Agreed. I am playing with new methods myself. I recently decided to bring some stuff indoors. I am going to experiment with different lighting situations as well as seedlings versus clones.

IMHO, thinking outside of the box can be a good thing. Personal success is measured by personal enjoyment, in my opinion.


----------



## snuggles (May 6, 2008)

Dubbaman said:
			
		

> Im doing a 12/12 seed grow now wiht my 30 seeds thread, it can and has and wll be done  but the onely thing im really stuck on is what ratio of nutes to go about using. i was thinking that since they are in plain top soil they id be able to get away with something like a 5-10-10 for them through the grow, any one disagree or have a better mix for from seed flowering.


 
The nute question also came to me when I thought about 12/12 from seed. The plants are so young how and when do you start feeding them. If they are indicas they miss out on 3 weeks of food in some instances and for some that's half their flowering period. I think lots have people have done well with it, IMO I just think it would cause someone like me more headaches than joy that's all. There is a lot of thought that has to be put into it, and the water schedule will be insane towards the end...I like to make things easy on myself I have lots of plants, a business, a house, etc. so anything that I can make easier I try and do.

I would love to see MD do it, he might have a thing or two to teach us.

Nice journal BTW dubbaman.

I also like that ToA has that link, it's good stuff and when I get the time I will definitely try the method...I also agree with trying new things, it's fun.


----------



## trillions of atoms (May 6, 2008)

im going to be adding photos to that link- if its hard for anyone to understand.

 i will show exactly what to do- will be updating that thread any minute...


----------



## The Hemp Goddess (May 6, 2008)

trillions of atoms said:
			
		

> ^ agreed. IME, planting on 6 inch centers filling beyond the recommended footprint, using mylar, supercropping, flowering with little veg time, and having everything fall into place will yeild more in the two months and a week to fill out into nothing but a bunch of fat colas...having clones cut and filling the space agian right after chop will save almost a month off of grow time. meaning you can fit more cycles in in a yr equaling not only a bigger yeild each chop to begin with but more harvests a yr!
> 
> When Im doing indoors- thats how I do it. But to each his own!

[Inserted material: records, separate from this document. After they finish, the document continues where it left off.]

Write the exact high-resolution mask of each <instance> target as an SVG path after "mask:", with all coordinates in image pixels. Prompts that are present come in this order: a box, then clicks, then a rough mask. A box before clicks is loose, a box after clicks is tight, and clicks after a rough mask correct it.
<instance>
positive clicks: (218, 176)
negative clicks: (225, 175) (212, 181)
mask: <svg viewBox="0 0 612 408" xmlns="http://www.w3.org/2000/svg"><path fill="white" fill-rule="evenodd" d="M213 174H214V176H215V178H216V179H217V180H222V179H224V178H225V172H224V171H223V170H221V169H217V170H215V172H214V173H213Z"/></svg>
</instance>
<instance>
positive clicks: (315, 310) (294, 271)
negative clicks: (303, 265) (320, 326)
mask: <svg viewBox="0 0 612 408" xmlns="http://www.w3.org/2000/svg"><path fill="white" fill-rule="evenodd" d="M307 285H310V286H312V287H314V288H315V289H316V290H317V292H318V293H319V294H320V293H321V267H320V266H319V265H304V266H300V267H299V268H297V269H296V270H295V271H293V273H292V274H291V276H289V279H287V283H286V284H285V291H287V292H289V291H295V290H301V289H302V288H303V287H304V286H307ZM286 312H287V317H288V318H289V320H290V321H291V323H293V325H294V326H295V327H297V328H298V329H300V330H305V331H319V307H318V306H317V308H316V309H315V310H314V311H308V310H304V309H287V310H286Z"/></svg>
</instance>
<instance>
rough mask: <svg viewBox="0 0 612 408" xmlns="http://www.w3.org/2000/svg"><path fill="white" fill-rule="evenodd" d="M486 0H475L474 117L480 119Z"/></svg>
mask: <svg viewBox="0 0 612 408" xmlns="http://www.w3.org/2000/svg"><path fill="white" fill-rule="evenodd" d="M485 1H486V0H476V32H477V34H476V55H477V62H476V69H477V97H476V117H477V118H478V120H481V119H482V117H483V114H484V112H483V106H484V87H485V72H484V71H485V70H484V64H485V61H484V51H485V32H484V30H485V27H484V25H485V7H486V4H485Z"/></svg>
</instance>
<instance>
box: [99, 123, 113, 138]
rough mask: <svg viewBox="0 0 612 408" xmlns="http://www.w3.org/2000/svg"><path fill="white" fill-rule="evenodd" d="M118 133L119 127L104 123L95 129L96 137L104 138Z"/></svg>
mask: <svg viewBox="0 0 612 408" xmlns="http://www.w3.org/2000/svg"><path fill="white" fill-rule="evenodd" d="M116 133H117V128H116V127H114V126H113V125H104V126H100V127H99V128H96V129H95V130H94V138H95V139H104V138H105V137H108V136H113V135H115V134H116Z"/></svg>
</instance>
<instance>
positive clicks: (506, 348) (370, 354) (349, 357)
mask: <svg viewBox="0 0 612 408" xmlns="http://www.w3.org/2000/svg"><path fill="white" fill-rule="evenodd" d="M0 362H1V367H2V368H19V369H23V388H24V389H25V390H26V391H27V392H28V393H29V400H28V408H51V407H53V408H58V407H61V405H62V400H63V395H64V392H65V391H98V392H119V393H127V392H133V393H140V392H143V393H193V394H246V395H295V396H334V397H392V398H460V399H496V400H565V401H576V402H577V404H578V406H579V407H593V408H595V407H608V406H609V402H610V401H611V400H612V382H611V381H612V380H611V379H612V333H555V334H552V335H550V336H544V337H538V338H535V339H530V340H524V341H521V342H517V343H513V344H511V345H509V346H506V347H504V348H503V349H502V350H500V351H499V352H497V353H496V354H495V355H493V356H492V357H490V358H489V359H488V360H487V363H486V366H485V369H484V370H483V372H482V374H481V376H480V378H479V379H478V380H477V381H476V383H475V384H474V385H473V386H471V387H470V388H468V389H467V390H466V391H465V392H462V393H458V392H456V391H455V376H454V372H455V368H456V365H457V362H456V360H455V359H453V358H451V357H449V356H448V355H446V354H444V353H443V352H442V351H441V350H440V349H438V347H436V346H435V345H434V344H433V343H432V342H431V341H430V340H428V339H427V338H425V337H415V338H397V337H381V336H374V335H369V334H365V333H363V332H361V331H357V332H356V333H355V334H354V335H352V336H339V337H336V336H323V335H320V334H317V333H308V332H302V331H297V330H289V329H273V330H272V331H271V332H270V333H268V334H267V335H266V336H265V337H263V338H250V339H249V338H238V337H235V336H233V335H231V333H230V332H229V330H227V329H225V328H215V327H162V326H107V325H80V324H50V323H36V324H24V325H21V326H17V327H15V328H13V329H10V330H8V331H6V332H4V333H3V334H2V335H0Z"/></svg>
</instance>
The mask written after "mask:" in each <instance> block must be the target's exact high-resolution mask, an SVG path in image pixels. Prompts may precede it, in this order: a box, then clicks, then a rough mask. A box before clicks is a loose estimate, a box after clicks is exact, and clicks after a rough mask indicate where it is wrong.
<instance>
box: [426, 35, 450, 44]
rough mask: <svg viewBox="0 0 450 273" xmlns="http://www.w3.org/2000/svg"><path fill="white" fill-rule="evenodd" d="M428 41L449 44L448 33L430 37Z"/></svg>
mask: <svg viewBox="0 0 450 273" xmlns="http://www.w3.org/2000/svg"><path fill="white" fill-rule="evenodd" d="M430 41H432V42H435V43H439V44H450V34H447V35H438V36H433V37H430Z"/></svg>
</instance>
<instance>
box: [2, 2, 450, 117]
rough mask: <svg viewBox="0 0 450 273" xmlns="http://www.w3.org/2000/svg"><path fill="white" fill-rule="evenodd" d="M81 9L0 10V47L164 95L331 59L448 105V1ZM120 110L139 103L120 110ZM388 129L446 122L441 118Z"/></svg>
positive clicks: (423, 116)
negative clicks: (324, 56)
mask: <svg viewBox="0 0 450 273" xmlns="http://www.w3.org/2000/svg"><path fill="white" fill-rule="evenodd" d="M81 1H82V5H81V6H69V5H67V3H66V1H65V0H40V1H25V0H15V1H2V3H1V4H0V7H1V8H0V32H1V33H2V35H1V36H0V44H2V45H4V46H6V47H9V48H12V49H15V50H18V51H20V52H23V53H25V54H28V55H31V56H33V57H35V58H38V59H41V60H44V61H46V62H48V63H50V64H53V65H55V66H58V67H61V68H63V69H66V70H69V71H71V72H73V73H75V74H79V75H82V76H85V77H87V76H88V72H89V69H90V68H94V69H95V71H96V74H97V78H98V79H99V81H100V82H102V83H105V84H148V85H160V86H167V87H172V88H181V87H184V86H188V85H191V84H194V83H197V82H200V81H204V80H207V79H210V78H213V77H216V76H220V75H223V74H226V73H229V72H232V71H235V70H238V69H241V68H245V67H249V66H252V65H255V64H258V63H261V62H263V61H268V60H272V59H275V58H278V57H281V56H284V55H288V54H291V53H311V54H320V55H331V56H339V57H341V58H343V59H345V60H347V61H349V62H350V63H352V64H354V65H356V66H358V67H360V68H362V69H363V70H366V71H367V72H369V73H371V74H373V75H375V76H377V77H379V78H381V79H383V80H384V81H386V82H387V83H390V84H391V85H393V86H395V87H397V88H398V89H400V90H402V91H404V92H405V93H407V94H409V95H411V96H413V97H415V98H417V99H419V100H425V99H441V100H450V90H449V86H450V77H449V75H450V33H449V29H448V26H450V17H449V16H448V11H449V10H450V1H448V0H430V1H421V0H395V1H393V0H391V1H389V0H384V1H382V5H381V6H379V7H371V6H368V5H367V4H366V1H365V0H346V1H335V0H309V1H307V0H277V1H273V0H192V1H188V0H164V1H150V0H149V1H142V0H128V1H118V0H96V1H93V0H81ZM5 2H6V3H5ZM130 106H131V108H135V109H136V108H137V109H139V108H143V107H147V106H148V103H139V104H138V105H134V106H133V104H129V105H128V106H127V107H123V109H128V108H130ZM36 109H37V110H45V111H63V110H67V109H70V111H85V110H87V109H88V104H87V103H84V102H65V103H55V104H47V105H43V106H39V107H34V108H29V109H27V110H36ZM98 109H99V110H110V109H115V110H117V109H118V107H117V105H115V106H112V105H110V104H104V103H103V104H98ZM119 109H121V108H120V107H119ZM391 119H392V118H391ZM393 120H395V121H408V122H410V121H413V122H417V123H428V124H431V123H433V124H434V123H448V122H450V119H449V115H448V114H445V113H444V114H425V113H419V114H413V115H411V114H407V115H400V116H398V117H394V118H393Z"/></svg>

I do understand that there are alot of people that do it--there is a thread on this on another forum that is 73 pages long.  And what you are talking about is rather different than what the poster was talking about.  He was going immediately to 12/12 with no veg time.  He was not supercropping, he was talking about 16 oz cups, not 6" pots, no mention of clones...  I think that 12/12 with clones is quite different than 12/12 from seed.  You are dealing with sexually mature plants that you know are all female.  I just see seedlings as problematic--weeding out the males without disturbing the girls too much, constantly watering.  The plants have to be sexually mature before they are going to go into flowering (no matter when you put them in 12/12), so I don't understand not putting them in 24/7 for at least awhile.


----------



## Dubbaman (May 6, 2008)

snuggles said:
			
		

> The nute question also came to me when I thought about 12/12 from seed. The plants are so young how and when do you start feeding them.


 
Really from what I'm seeing this time with it ill be able to start feeding any time now i choose to wait until the cotyledon leaves fell off or were totally yellow I'm also planning on only starting them on a half strength mix for the fist 3 weeks and then up it by 1/4 at a time till full doses.


----------



## Crazy Horse (May 6, 2008)

I did 12/12 from seed twice and had poor results. Too much stretch! But it also depends alot on the strain.


----------



## md.apothecary (May 6, 2008)

I think I will do a journal once I get things up and running. Unfortunately, lowes.com said they had the soil (jungle growth) that I was looking for, but they did not have it in my store. Soooo.... I couldn't transplant today. I am going to have to find another soil to go with, unfortunately, here, we have NOTHING in the way of good soil, and ordering now would take way too long to get something in my hands before these things go crazy. 

Might have to make something myself. ... 

But I will keep things posted as far as when I get the journal going.


----------



## trillions of atoms (May 7, 2008)

He was going immediately to 12/12 with no veg time. He was not supercropping, he was talking about 16 oz cups, not 6" pots, no mention of clones...



you TOTALLY missed what i said.

i said WITH the use of supercropping, little OR no veg time, planting on 6 inch centers *not* 6 inch containers and cutting clones _for the next round_ *after *he fills his space with females he will yeild something nice. thats why you can overcrowd some now while growth is minimal then weed out the males in a few weeks by then final placement for a scrog would be good.

keeping the light low and having an even canopy he will fill the space with dense colas. 

and you will not have to water 2 times a day everyday,sorry. if your plants are _monsters_ maybe...


----------



## snuggles (May 7, 2008)

I think you have me sold on my next grow, you know I'm down right now...it's getting tough I have the itch LOL. I figure since I got nothing going it might be a good time to plan. IMO I have been growing my plants too big anyways. 

Good thread by the way, I have some planning to do for when I come back.


----------



## md.apothecary (May 7, 2008)

Personally, for me, BIG plants are a lot of work. I wanted to try something a bit different. i did a grow with two white rhinos in the past that were vegged a couple weeks then put into flower both turned out to be female and put off a few grams each, which was suffice for my needs at that time. Now, with that experience and big grow experience, I wanted to do multiple little guys straight from the start to see just how big they do get with this type of grow. Mostly curiousity... something new, something fun...


----------



## Runbyhemp (May 7, 2008)

> I wanted to do multiple little guys straight from the start to see just how big they do get with this type of grow. Mostly curiousity... something new, something fun


... 

Lotsa fun !


----------